Junior empezaba a entender lo que había sucedido. Al parecer la mujer esperaba encontrar la cabaña llena de comida, con algunos alimentos básicos, como mínimo, pero de haber conocido bien a Roger Killian no habría confiado en él. Ese hombre era un estúpido de primera categoría, y había transmitido su exigua capacidad intelectual a toda su prole. Yoder's era una tienda miserable que se encontraba pasado Tarker's Mills, especializada en cerveza, licores de café y espaguetis en lata. En condiciones normales, era un trayecto de veinte minutos. Pero la mujer no había regresado y Junior sabía por qué.
– ¿Se fue el sábado por la mañana? -preguntó-. Fue el sábado, ¿verdad?
– ¡Quiero a mi mamá! -gritó Aidan-. ¡Y quiero mi dezayuno! ¡Me duele la barriga!
– Sí -respondió la chica-. El sábado por la mañana. Estábamos viendo dibujos animados, pero ahora no podemos ver nada porque no hay electricidad.
Junior y Frankie se miraron. Dos noches a solas en la oscuridad. La niña debía de tener nueve años; el niño, cinco. A Junior le horrorizaba pensar en ello.
– ¿Habéis comido algo? -le preguntó Frankie a Alice Appleton-. Cielo, ¿habéis comido algo?
– Había una cebolla en el cajón de las verduras -susurró la niña-. Comimos una mitad cada uno. Con azúcar.
– Joder -exclamó Frankie, que añadió acto seguido-: No he dicho nada. No me habéis oído. Un momento. -Regresó al coche, abrió la puerta del acompañante y empezó a hurgar en la guantera.

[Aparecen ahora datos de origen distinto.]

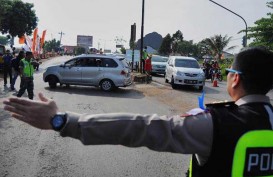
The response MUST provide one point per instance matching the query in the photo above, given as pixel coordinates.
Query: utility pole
(61, 33)
(245, 43)
(141, 40)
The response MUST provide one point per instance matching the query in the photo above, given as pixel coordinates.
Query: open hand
(37, 113)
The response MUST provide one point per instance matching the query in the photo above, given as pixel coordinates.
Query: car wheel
(166, 80)
(107, 85)
(52, 82)
(212, 78)
(220, 78)
(174, 86)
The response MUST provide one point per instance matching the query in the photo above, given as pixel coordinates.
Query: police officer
(7, 67)
(144, 57)
(26, 73)
(210, 136)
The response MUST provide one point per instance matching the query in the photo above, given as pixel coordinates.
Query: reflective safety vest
(253, 154)
(230, 123)
(28, 68)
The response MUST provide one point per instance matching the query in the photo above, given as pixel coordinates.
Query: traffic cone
(215, 84)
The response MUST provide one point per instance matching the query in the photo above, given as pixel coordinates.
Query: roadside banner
(28, 42)
(34, 42)
(43, 38)
(22, 39)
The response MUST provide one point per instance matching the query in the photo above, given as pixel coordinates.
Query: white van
(181, 70)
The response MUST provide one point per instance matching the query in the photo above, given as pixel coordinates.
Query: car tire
(220, 78)
(107, 85)
(52, 82)
(174, 86)
(166, 80)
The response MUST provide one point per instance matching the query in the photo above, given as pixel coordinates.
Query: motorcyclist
(215, 65)
(207, 67)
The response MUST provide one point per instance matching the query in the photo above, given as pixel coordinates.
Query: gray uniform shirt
(187, 135)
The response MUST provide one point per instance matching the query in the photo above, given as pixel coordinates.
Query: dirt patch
(180, 102)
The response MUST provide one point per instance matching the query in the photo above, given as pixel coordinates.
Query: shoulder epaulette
(220, 104)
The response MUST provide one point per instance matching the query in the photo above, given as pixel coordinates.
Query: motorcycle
(208, 73)
(216, 73)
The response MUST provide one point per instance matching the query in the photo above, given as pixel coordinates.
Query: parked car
(159, 64)
(182, 70)
(105, 71)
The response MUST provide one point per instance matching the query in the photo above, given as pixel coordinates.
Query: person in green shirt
(26, 67)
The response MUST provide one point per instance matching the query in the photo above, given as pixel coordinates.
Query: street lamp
(141, 40)
(245, 43)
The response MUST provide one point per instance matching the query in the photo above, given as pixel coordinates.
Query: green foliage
(79, 50)
(52, 45)
(165, 48)
(216, 44)
(176, 39)
(17, 18)
(262, 32)
(123, 50)
(4, 40)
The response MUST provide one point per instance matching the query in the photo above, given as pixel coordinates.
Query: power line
(61, 33)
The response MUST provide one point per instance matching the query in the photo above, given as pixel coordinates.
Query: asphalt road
(26, 151)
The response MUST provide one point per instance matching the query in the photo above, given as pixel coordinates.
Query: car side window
(109, 63)
(170, 62)
(71, 62)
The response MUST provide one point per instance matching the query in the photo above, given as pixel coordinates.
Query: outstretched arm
(36, 113)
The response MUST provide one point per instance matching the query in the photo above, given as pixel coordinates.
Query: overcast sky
(107, 20)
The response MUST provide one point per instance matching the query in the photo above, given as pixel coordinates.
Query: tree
(123, 50)
(52, 45)
(4, 40)
(18, 18)
(262, 32)
(165, 48)
(176, 39)
(217, 44)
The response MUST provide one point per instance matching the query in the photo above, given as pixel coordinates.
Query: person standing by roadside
(210, 136)
(7, 67)
(26, 72)
(144, 57)
(15, 68)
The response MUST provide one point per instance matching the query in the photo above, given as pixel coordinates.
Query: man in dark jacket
(7, 67)
(211, 135)
(15, 62)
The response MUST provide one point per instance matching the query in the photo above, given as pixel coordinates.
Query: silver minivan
(106, 71)
(181, 70)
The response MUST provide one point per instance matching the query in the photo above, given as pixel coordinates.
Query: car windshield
(159, 59)
(124, 62)
(186, 63)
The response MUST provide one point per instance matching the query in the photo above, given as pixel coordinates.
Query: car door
(169, 68)
(90, 71)
(71, 72)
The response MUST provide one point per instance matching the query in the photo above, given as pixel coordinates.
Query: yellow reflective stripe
(190, 169)
(28, 68)
(270, 113)
(258, 138)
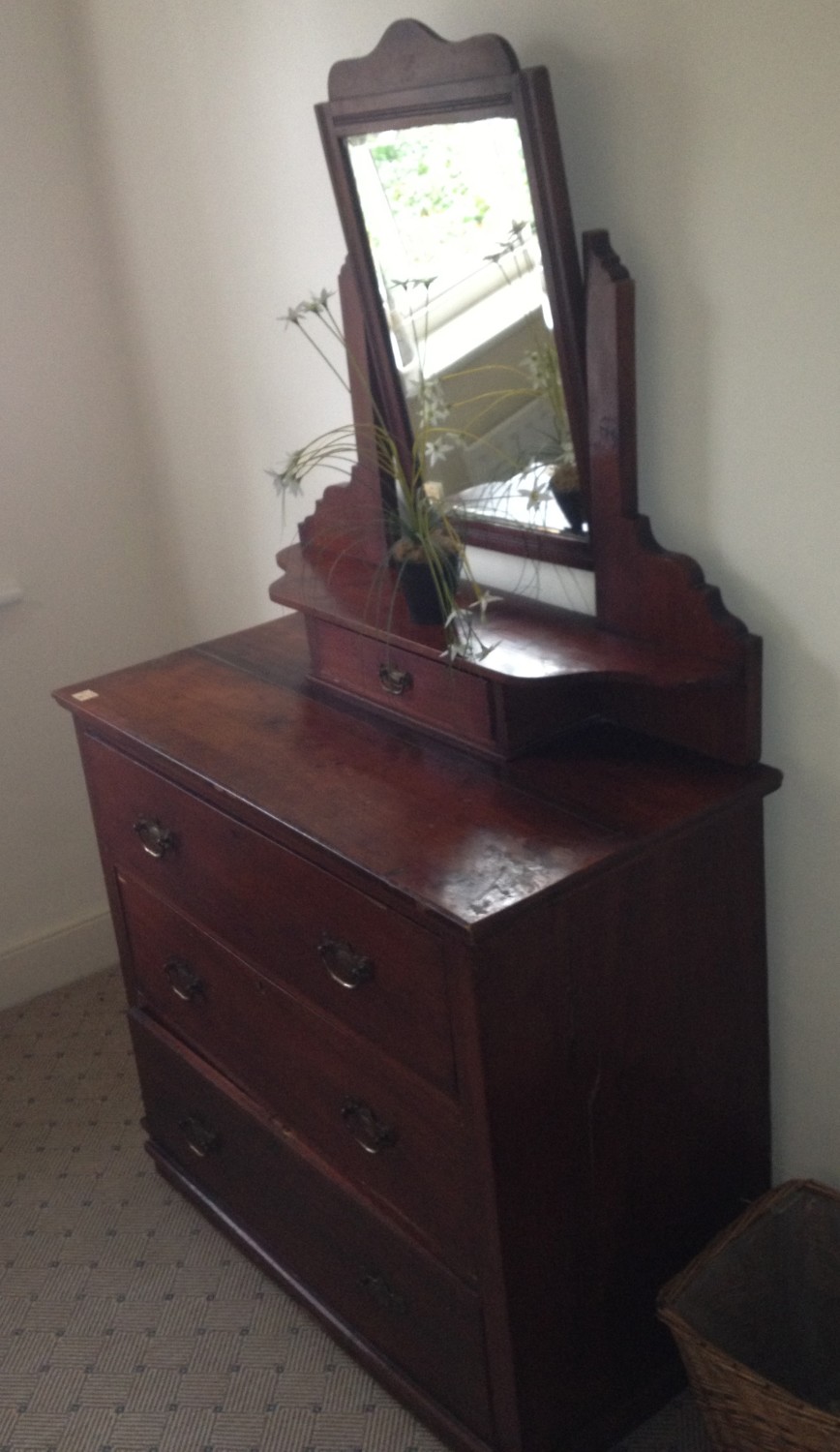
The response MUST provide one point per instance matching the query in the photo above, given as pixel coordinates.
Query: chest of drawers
(468, 1057)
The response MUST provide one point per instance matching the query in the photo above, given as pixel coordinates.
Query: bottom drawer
(406, 1306)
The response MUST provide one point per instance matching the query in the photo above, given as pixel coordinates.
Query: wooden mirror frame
(662, 655)
(414, 77)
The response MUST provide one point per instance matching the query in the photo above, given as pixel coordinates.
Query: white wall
(77, 533)
(704, 136)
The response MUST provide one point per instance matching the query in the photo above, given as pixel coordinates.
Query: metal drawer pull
(183, 982)
(394, 681)
(383, 1294)
(156, 839)
(199, 1135)
(343, 963)
(369, 1132)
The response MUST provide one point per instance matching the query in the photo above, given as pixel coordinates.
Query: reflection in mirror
(453, 237)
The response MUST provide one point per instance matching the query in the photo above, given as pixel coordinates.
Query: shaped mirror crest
(453, 240)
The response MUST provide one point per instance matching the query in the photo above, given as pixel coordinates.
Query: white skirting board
(55, 958)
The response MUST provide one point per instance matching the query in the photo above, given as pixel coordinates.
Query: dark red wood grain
(573, 1043)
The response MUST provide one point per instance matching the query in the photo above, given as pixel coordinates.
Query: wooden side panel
(625, 1051)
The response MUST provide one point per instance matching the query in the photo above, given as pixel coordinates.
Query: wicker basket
(756, 1318)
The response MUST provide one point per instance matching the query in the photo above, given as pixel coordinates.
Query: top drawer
(302, 926)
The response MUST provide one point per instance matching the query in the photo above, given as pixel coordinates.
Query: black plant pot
(570, 502)
(422, 590)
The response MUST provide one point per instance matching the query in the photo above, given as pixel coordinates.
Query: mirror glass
(453, 238)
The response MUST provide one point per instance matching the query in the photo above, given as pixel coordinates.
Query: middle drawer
(391, 1134)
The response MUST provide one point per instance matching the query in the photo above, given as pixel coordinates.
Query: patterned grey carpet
(130, 1324)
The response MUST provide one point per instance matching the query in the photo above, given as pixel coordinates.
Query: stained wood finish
(662, 653)
(578, 1022)
(281, 912)
(362, 1112)
(415, 77)
(382, 1288)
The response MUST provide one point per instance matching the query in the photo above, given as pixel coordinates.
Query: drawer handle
(200, 1138)
(383, 1294)
(343, 963)
(395, 681)
(183, 982)
(156, 839)
(369, 1132)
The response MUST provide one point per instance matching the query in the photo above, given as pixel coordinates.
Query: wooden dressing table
(450, 1005)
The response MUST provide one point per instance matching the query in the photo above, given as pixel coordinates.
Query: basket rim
(788, 1190)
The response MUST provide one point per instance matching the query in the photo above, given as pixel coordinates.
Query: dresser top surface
(463, 838)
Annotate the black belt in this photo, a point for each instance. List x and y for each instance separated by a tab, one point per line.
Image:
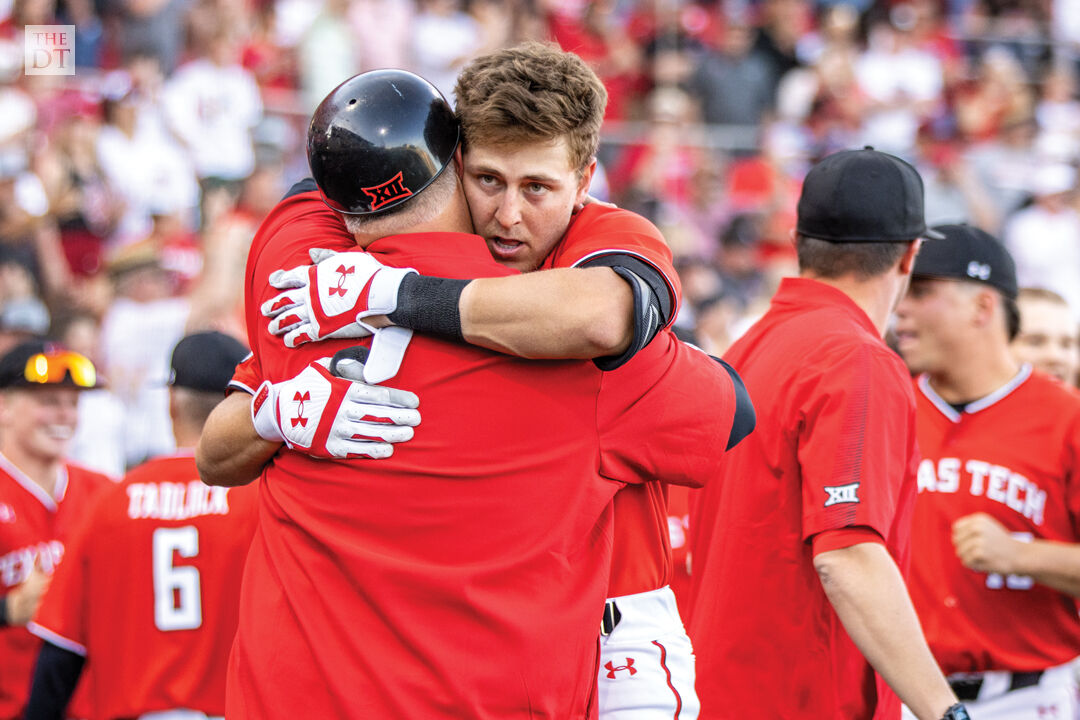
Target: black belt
611	617
967	689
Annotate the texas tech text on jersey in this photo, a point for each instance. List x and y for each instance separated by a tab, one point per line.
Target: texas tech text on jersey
175	501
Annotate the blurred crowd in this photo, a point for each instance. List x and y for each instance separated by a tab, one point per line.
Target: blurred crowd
130	192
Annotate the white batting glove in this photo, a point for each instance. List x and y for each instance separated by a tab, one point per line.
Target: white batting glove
331	298
326	416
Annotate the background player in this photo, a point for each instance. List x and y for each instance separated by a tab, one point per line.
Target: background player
41	494
1049	338
797	591
995	567
509	520
147	598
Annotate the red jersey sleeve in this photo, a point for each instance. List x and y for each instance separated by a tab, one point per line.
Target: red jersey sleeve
665	415
598	231
856	444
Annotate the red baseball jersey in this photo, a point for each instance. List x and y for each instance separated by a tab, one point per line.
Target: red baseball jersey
834	447
1015	456
642	557
463	576
149	591
34	529
598	231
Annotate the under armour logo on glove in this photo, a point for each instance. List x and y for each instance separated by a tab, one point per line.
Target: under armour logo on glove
612	668
348	418
299	398
332	298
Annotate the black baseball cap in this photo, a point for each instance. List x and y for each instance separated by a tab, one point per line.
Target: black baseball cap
205	361
862	197
968	253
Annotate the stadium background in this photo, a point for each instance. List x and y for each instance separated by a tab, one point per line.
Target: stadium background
127	197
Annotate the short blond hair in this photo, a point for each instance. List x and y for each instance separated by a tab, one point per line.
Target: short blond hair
531	92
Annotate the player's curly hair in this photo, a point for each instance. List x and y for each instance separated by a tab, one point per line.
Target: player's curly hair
531	92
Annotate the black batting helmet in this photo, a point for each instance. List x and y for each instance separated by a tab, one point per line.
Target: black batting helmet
379	138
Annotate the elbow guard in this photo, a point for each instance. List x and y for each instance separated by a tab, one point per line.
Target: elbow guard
652	303
745	418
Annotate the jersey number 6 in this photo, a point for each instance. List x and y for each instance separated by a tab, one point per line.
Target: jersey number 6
177	595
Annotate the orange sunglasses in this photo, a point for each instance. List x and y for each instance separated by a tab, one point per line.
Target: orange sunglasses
53	366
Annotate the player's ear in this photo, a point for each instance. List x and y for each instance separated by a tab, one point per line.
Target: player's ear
907	261
585	181
986	301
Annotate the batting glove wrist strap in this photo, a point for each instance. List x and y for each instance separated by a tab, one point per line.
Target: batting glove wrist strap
958	711
331	298
265	412
430	304
325	416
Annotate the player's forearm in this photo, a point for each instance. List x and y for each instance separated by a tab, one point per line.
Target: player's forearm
868	595
1051	564
567	312
230	452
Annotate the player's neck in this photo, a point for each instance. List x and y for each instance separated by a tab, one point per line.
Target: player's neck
876	297
42	471
986	369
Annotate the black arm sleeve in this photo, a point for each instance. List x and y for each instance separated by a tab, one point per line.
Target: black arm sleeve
55	678
652	302
745	418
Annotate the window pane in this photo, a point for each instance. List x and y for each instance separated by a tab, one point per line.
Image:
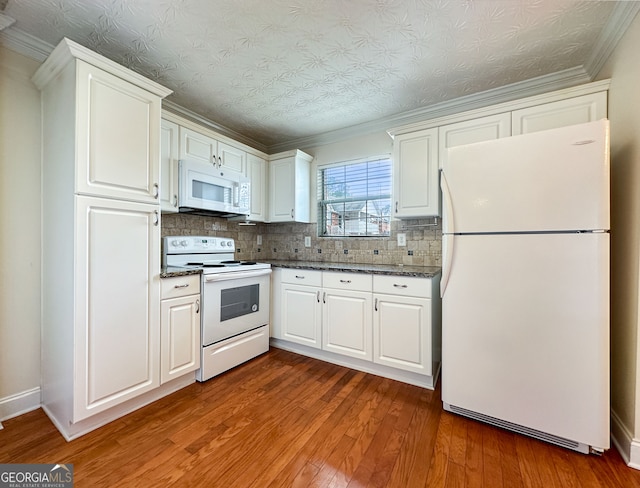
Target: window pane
355	199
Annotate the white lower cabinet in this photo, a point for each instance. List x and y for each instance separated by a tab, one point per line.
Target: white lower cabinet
346	314
179	327
390	323
301	313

– ¿A dónde ibais, Alice? -preguntó Junior.
– Al pueblo. A buscar a mamá y algo para comer. Queríamos ir caminando hasta las otras cabañas y luego atravesar el bosque. -Señaló vagamente hacia el norte-. Me pareció que sería más rápido.
Junior sonrió, pero por dentro se quedó helado. La niña no señalaba hacia Chester's Mills, sino en dirección a TR-90. A una zona donde solo había vegetación y pozos negros. Y la Cúpula, claro. Lo más probable era que ambos hubieran muerto de hambre ahí fuera; Hansel y Gretel sin el final feliz.
Y estuvimos tan apunto de no subir hasta aquí. Joder.
Frankie volvió del coche. Traía una barrita Milky Way. Parecía antigua y estaba aplastada, pero tenía el envoltorio intacto. Al ver cómo los niños clavaron la mirada en la chocolatina, Junior pensó en los críos que se veían a veces en las noticias. Esa mirada en unas caras estadounidenses era irreal, horrible.
– Es lo único que he encontrado -dijo Frankie mientras arrancaba el envoltorio-. Ya os compraremos algo más en el pueblo.
Partió el Milky Way en dos y les dio un pedazo a cada niño. La chocolatina desapareció en cinco segundos. Cuando Aidan devoró su trozo, se metió los dedos en la boca para rechupetearlos. Las mejillas se hundían rítmicamente mientras rebañaba los últimos restos de chocolate.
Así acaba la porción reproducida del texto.